Martha lives in Illinois and was diagnosed with metastatic breast cancer in January 2015. She has a husband and three children, ranging in age from 12 to 18, a dog and a lizard.
For me, cancer has been both isolating — when I feel like none of my family or friends can really understand what it's like to be confronted with a stage 4 diagnosis and all that it means in the world of breast cancer — and and unifying – when I feel closer to those same friends and family than I have in the past.
These are, of course, emotions and reactions everyone has in their daily life. They are amplified in the case of any illness and, I believe, especially so with a diagnosis such as mine. There is always a need to balance those two conflicting responses to life. Since emotions with cancer run strong and definitely unevenly, I find myself swinging between the two extremes whenever there's added stress.

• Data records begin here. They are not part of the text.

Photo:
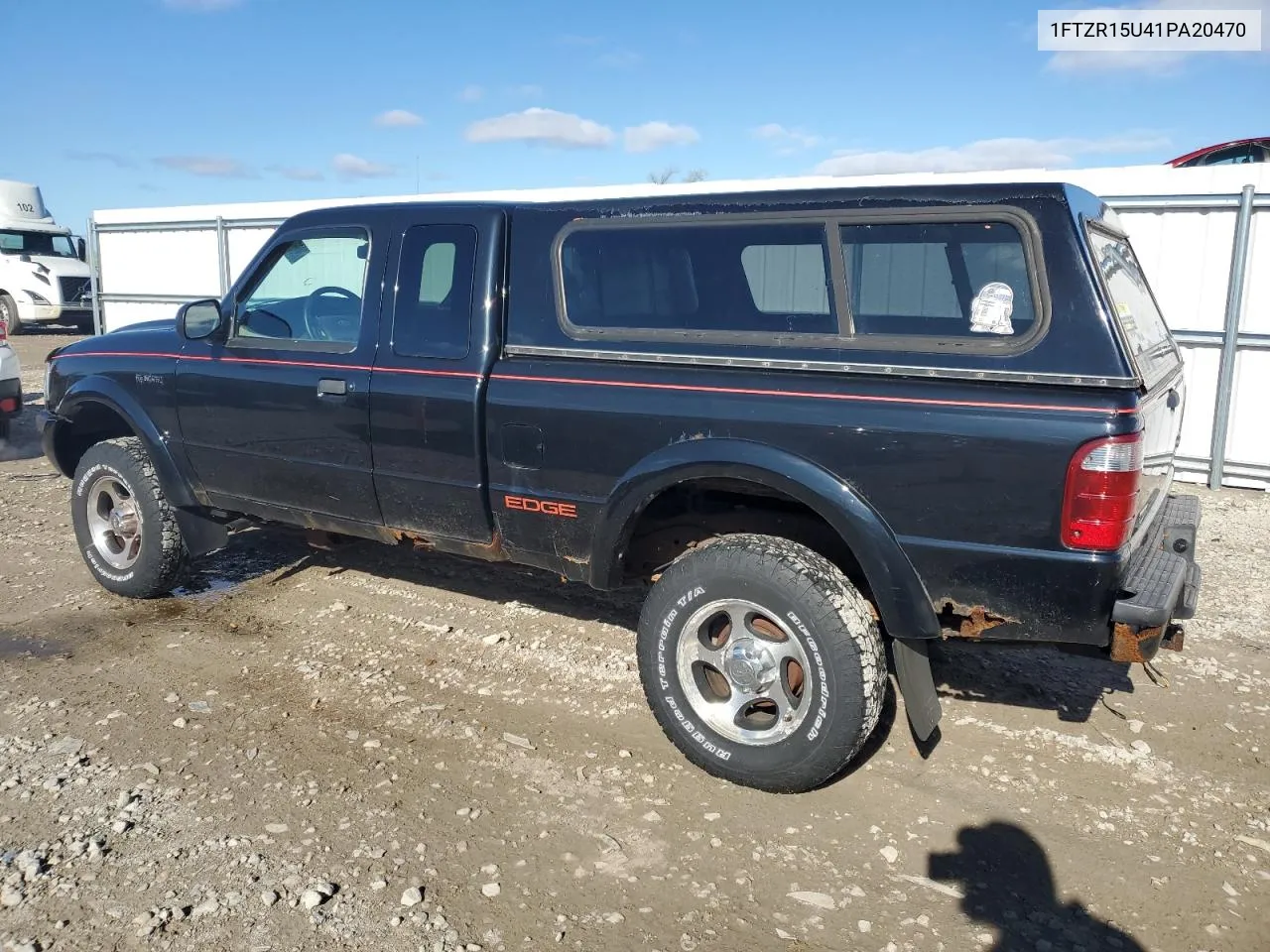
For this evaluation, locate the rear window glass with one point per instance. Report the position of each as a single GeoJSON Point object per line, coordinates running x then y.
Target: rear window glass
{"type": "Point", "coordinates": [765, 278]}
{"type": "Point", "coordinates": [938, 280]}
{"type": "Point", "coordinates": [1135, 308]}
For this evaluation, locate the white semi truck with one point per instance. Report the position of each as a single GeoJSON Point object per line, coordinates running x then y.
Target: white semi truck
{"type": "Point", "coordinates": [44, 271]}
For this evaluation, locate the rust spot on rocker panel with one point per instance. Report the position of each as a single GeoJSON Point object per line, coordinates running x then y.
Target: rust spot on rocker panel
{"type": "Point", "coordinates": [969, 621]}
{"type": "Point", "coordinates": [1134, 645]}
{"type": "Point", "coordinates": [489, 551]}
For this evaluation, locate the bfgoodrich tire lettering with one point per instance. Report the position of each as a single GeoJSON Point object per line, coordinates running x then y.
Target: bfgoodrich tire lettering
{"type": "Point", "coordinates": [157, 562]}
{"type": "Point", "coordinates": [762, 662]}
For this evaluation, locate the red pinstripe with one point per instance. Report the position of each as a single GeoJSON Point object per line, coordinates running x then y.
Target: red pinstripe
{"type": "Point", "coordinates": [634, 385]}
{"type": "Point", "coordinates": [861, 398]}
{"type": "Point", "coordinates": [318, 365]}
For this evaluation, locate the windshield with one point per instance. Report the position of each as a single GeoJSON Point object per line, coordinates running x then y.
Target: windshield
{"type": "Point", "coordinates": [1135, 308]}
{"type": "Point", "coordinates": [36, 243]}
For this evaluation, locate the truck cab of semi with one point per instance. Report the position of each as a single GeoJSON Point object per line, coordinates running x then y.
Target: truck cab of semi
{"type": "Point", "coordinates": [44, 270]}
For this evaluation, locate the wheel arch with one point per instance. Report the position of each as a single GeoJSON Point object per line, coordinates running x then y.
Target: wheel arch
{"type": "Point", "coordinates": [899, 595]}
{"type": "Point", "coordinates": [95, 409]}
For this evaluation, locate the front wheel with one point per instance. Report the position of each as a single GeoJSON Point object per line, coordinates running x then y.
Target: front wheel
{"type": "Point", "coordinates": [126, 530]}
{"type": "Point", "coordinates": [762, 662]}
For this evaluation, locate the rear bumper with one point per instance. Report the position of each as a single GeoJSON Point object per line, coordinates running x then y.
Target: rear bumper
{"type": "Point", "coordinates": [1162, 581]}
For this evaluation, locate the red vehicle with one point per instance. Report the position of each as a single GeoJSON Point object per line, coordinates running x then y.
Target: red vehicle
{"type": "Point", "coordinates": [1234, 153]}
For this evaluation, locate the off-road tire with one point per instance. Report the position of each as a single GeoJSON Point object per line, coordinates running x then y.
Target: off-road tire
{"type": "Point", "coordinates": [834, 627]}
{"type": "Point", "coordinates": [160, 565]}
{"type": "Point", "coordinates": [9, 308]}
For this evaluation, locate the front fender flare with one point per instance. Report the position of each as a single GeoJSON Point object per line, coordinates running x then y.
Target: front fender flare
{"type": "Point", "coordinates": [200, 535]}
{"type": "Point", "coordinates": [901, 598]}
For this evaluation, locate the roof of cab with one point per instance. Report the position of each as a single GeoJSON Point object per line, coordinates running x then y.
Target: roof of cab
{"type": "Point", "coordinates": [627, 202]}
{"type": "Point", "coordinates": [572, 195]}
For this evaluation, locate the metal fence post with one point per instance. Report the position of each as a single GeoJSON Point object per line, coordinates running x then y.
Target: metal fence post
{"type": "Point", "coordinates": [94, 276]}
{"type": "Point", "coordinates": [1230, 339]}
{"type": "Point", "coordinates": [222, 255]}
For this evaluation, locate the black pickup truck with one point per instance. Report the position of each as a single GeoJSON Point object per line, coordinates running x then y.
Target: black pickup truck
{"type": "Point", "coordinates": [818, 424]}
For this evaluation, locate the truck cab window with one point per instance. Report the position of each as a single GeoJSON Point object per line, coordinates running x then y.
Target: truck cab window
{"type": "Point", "coordinates": [310, 291]}
{"type": "Point", "coordinates": [432, 315]}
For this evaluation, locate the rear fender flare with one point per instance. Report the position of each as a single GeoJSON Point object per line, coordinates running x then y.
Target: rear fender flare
{"type": "Point", "coordinates": [901, 598]}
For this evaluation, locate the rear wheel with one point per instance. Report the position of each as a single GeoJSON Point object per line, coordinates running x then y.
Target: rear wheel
{"type": "Point", "coordinates": [762, 662]}
{"type": "Point", "coordinates": [9, 313]}
{"type": "Point", "coordinates": [126, 530]}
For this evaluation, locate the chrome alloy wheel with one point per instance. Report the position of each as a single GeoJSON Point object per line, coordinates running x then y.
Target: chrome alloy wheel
{"type": "Point", "coordinates": [114, 522]}
{"type": "Point", "coordinates": [743, 671]}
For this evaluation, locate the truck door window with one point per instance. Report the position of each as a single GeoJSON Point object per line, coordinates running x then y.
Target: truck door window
{"type": "Point", "coordinates": [309, 295]}
{"type": "Point", "coordinates": [432, 315]}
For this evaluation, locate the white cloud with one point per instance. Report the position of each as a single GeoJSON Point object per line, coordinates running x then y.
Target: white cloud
{"type": "Point", "coordinates": [398, 117]}
{"type": "Point", "coordinates": [544, 126]}
{"type": "Point", "coordinates": [200, 5]}
{"type": "Point", "coordinates": [657, 135]}
{"type": "Point", "coordinates": [353, 167]}
{"type": "Point", "coordinates": [1159, 62]}
{"type": "Point", "coordinates": [988, 154]}
{"type": "Point", "coordinates": [208, 166]}
{"type": "Point", "coordinates": [786, 140]}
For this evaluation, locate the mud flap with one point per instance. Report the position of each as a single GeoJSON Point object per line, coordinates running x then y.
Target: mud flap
{"type": "Point", "coordinates": [917, 685]}
{"type": "Point", "coordinates": [199, 534]}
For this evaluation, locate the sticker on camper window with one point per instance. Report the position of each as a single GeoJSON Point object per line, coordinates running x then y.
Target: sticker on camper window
{"type": "Point", "coordinates": [991, 308]}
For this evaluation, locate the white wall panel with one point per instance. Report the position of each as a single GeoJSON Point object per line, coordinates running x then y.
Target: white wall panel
{"type": "Point", "coordinates": [1256, 287]}
{"type": "Point", "coordinates": [1199, 370]}
{"type": "Point", "coordinates": [1248, 438]}
{"type": "Point", "coordinates": [121, 313]}
{"type": "Point", "coordinates": [159, 263]}
{"type": "Point", "coordinates": [1187, 257]}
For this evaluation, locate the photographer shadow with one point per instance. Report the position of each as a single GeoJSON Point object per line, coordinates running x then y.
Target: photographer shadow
{"type": "Point", "coordinates": [1008, 885]}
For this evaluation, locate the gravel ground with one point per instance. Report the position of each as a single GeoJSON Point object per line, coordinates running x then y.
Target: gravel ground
{"type": "Point", "coordinates": [363, 751]}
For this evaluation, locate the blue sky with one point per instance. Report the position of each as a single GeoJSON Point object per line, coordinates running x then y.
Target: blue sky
{"type": "Point", "coordinates": [118, 103]}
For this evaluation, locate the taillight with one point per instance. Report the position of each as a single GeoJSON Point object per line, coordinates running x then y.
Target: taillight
{"type": "Point", "coordinates": [1100, 499]}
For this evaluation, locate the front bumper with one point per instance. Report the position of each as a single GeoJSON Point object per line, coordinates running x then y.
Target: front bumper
{"type": "Point", "coordinates": [46, 428]}
{"type": "Point", "coordinates": [1161, 585]}
{"type": "Point", "coordinates": [53, 312]}
{"type": "Point", "coordinates": [10, 398]}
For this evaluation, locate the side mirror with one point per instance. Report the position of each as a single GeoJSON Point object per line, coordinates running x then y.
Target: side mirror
{"type": "Point", "coordinates": [197, 320]}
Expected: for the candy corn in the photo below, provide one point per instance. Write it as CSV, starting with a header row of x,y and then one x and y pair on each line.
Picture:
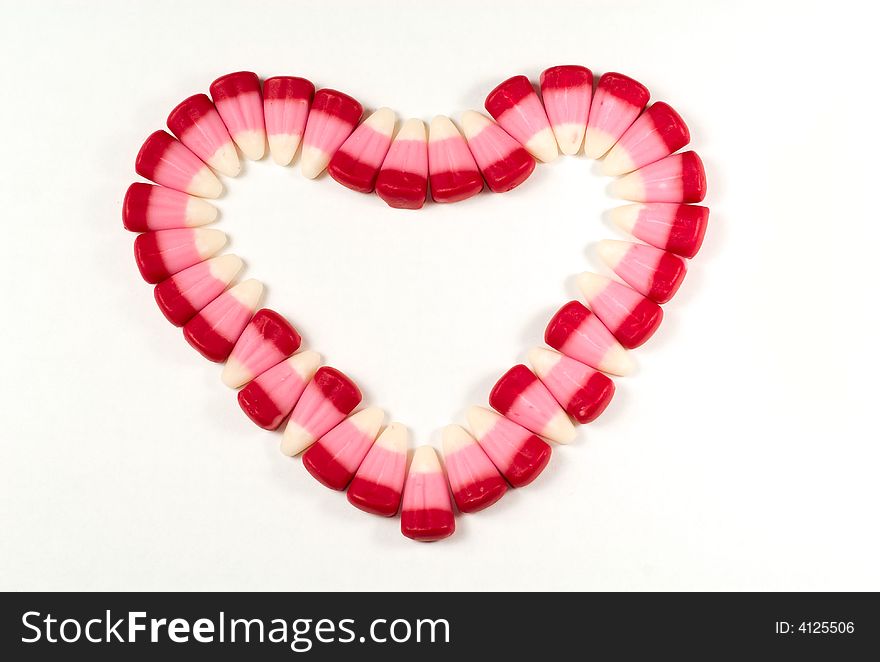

I've written before about the importance in my own life of exercise and calming practices to smoothen and deepen my experiences, but when I was at the extreme of the more negative reaction to metastatic disease – that is, I felt alone, isolated, depressed, stressed, you name it—the Wellness House in Illinois happened to hold an evening program that gave me a chance to look at things from a fresh perspective.
How could I be alone in a room filled with others so like me? Yes, of course we each come to cancer with different experiences and coping mechanisms and temperaments, but if there’s anything that can serve to cross those differences, it’s a life-altering diagnosis. So how could I be alone? I couldn’t.
The night, featuring two nurse navigators, whose job it is to help guide patients through treatments, was organized by the Metastatic Breast Cancer Network (mbcn.org). Given the topic was about metastatic breast cancer, I couldn't claim to be the only one who "understands" in this audience.
Questions about the appropriate frequency of scans, active treatment lengths, how to communicate effectively with an oncologist, why one person's treatment might differ from another with a similar diagnosis and a question about what ER/PR/Her2+/triple negative mean for treatment decisions led to straightforward information sharing or discussions.
The questions from others, while not always giving me information I can use in my own treatment (reinforcing the idea that each cancer is different), did serve to make me feel less alone. Here were women from all over the state, all of them living with metastatic breast cancer, and every single one of them searching for the best ways to improve their lives.
They were honest and not afraid to voice what they questioned as possible missteps in their treatments, they wanted suggestions, ideas and answers whenever possible. They were a sophisticated bunch that provided just the punch of "you're not alone" I needed at that time.
If you are feeling isolated and confused, I urge you to check with your hospital and the MBCN to find events or groups that will encourage you to step out of that dangerous spiral. Many of us with metastatic disease choose to live with hope and energy, and if that is what you want for yourself or for a loved one, the first step could be as close as a phone call or website click away.